As we apply what we learn in this book, we will be motivated to remain unspotted by the world (2 Pet. 3:14). To get the most from this study, remember the author, the application, and ...

The Approach

There are four basic approaches to interpreting Revelation:

1. The preteristic approach (pret´-er-ist, from Latin, meaning “the thing that is past”). This view teaches the events in this book have all been fulfilled in the distant past.

2. The allegorical approach (symbolic or idealistic). This view regards all the visions as an allegory of the age-old conflict between good and evil. It teaches neither historical nor future events are specifically portrayed.

3. The historical approach. This approach teaches that the predictions cover the entire period between John’s day and the return of Christ. This view sees the visions as symbols of the rise of the papacy, the corruption of the church, and various wars throughout history.

4. The futuristic approach. This view interprets all the events from chapter four on as future happenings. This is a more literal approach, interpreting the judgments described in chapters 6, 8, 9, and 16, as literal, future events expressed in symbolic terms. No events in history have even come close to these. For example, when the first of four trumpets is blown, hail and fire mingled with blood are thrown down on the earth (8:7a-b). As a result, what happens (8:7d-f)?

 
 

Those who object to the futuristic approach charge that the book of Revelation would not have been a comfort to its original readers if it is largely futuristic. However, immediate application of distant events that reveal the ultimate victory of righteousness has been a source of comfort from the time of Old Testament prophets to believers today. Therefore, in this study we will use the futuristic approach.

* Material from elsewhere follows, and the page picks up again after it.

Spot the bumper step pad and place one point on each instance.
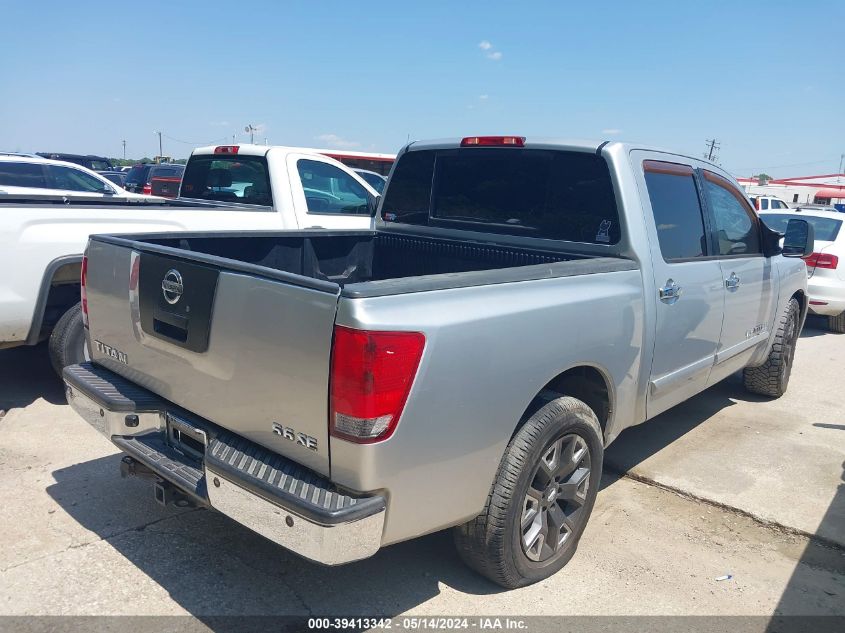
(275, 478)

Regardless of the approach followed in interpreting this book, all of the visions and symbols cannot be fully explained or understood. In Daniel 12, which also deals with the end of time as we know it, we discover why some of the prophecies cannot be understood now. Why, according to what an angel tells Daniel (12:9c)?

 
 

To get the most from this study, remember the author, the application, and the approach.